VB: I am taking a shower.
She is cooking dinner.
We are walking to school.

Slide 16 - Tekstslide

Present continuous vs present simple
De present simple (tegenwoordige tijd) gebruik je bij feiten, gewoontes en ‘vaste’ rituelen.
Signaalwoorden: "always, never, every day etc" 

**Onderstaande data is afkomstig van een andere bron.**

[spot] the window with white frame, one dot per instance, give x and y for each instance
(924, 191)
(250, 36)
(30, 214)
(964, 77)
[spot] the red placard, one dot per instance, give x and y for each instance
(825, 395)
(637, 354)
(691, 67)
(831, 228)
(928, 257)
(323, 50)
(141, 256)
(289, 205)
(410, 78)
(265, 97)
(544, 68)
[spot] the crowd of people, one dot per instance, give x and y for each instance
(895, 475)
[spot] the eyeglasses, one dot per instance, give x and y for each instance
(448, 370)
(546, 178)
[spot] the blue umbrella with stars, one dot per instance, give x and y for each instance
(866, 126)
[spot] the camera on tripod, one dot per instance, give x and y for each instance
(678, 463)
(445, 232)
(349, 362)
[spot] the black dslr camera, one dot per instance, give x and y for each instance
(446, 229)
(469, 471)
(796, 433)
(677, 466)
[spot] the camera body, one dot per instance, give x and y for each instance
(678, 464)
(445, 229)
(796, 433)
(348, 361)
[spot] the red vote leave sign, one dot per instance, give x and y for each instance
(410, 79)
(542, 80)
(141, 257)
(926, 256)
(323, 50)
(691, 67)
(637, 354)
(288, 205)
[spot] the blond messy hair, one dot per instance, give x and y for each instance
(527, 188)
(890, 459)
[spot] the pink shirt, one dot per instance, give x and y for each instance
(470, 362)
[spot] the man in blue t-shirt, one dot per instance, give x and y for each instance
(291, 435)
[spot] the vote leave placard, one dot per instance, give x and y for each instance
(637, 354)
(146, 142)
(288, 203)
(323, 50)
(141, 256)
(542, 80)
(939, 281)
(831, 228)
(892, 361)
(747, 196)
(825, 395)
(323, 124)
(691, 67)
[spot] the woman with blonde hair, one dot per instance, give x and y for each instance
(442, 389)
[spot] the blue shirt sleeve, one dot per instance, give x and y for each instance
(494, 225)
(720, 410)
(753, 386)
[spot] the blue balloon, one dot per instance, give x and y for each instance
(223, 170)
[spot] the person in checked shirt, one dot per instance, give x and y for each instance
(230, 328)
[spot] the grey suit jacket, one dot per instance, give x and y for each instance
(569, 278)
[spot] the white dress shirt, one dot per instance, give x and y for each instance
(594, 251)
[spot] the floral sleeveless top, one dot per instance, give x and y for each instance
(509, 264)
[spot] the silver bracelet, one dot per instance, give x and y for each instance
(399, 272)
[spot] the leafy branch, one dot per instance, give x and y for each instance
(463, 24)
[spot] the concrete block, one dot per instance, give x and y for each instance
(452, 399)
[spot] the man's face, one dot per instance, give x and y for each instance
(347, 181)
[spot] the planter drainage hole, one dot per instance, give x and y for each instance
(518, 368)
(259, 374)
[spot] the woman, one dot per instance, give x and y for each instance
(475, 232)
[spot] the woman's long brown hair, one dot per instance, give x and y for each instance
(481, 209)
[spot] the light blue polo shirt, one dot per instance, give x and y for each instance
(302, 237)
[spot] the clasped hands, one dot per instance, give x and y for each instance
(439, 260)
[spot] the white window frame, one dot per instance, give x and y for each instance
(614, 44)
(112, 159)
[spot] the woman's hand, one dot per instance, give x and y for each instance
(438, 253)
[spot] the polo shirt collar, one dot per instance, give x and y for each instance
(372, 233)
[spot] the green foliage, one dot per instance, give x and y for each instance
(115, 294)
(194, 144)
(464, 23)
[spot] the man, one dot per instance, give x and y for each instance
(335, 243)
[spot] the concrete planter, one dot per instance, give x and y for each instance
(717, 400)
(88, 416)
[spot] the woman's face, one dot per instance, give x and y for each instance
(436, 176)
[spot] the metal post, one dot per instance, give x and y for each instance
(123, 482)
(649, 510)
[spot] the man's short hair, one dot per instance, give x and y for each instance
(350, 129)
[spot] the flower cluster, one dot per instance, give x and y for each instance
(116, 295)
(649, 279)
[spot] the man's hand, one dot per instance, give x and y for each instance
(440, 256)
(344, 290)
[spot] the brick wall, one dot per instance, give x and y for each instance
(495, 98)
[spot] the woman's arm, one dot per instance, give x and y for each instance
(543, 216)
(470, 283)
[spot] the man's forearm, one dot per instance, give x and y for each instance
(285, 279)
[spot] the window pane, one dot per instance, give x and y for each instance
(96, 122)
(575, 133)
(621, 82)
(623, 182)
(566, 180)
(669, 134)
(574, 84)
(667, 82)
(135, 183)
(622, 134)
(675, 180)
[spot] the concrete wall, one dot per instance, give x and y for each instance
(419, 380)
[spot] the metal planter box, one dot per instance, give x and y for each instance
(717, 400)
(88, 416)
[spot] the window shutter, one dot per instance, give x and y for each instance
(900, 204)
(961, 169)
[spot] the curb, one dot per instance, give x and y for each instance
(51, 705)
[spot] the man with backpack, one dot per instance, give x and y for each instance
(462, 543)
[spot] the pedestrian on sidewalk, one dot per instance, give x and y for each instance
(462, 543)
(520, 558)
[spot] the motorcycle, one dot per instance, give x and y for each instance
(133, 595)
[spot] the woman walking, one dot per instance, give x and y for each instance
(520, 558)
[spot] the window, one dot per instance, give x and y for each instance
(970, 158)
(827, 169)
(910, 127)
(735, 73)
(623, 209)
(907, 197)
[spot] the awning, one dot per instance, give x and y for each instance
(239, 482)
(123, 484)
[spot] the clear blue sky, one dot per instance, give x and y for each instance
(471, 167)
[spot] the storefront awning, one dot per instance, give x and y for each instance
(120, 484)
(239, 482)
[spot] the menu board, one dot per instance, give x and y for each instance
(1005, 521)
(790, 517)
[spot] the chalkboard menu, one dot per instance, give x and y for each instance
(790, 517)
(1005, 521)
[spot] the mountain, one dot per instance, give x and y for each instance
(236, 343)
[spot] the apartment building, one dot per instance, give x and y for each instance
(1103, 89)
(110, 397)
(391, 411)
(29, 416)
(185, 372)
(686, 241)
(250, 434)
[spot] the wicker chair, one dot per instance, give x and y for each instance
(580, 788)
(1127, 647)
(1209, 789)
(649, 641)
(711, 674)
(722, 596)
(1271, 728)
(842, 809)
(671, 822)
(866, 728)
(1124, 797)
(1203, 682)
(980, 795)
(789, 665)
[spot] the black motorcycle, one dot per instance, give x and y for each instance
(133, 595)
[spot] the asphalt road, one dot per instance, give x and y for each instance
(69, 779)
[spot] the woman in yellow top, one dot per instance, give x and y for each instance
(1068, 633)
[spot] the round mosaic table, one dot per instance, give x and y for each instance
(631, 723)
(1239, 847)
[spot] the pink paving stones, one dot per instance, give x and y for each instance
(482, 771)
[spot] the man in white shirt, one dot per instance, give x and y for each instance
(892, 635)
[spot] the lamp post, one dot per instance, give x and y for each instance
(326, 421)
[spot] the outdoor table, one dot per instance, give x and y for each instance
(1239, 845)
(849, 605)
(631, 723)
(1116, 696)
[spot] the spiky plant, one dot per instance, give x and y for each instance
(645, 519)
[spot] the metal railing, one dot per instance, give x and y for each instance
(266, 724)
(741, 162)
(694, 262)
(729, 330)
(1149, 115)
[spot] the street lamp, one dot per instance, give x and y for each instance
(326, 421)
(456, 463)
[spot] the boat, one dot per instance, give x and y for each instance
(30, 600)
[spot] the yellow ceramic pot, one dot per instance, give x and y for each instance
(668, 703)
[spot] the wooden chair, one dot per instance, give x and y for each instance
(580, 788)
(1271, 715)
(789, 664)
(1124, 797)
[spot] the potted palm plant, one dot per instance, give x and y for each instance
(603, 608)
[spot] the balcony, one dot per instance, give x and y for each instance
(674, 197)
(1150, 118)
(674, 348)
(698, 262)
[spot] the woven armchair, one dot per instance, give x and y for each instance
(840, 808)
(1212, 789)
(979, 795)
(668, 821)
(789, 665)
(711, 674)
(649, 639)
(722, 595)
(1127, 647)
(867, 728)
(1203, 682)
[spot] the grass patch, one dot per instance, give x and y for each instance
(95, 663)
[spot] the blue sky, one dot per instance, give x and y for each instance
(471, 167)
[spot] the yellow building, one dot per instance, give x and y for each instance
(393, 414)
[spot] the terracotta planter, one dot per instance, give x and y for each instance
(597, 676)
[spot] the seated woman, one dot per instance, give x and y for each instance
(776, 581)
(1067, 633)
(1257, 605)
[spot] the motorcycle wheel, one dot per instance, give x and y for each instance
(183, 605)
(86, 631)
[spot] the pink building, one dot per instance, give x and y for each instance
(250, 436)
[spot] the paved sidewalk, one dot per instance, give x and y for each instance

 De present continuous gebruik je als je over iets praat dat momenteel nog bezig is of een afspraak in de nabije toekomst.

Slide 17 - Tekstslide

Every Tuesday, Sam (take) her kids to the swimming pool

A
takes
B
take
C
is taking
D
is takes

Slide 18 - Quizvraag

Usually, I .... (work) as a teacher, but this summer I ... (study) English at a language school in London.

A
work, study
B
am working, study
C
am working, am studying
D
work, am studying

Slide 19 - Quizvraag

I'm sorry I can't hear what you .....(say) because everybody .....(talk) so loudly.

A
say, talk
B
are saying, talk
C
are saying, is talking
D
say, is talking

Slide 20 - Quizvraag

Tip!
Je moet het echt als twee onderdelen zien die samen gaan.
Leer dus wanneer je wat gebruikt in combinatie met elkaar.
Dus:
past simple vs present perfect 
present simple vs present continuous 
past perfect vs past simple (indirect speech)

Slide 21 - Tekstslide

Goal achieved?
At the end of this lesson you;
- know how to form the different grammar tenses
- know when to use past perfect / past simple
- know when to use present continuous / present simple
- know when to use present perfect / past simple

Slide 22 - Tekstslide

Snap je het of heb je nog een onderdeel die je nog extra moet bestuderen? Let me know!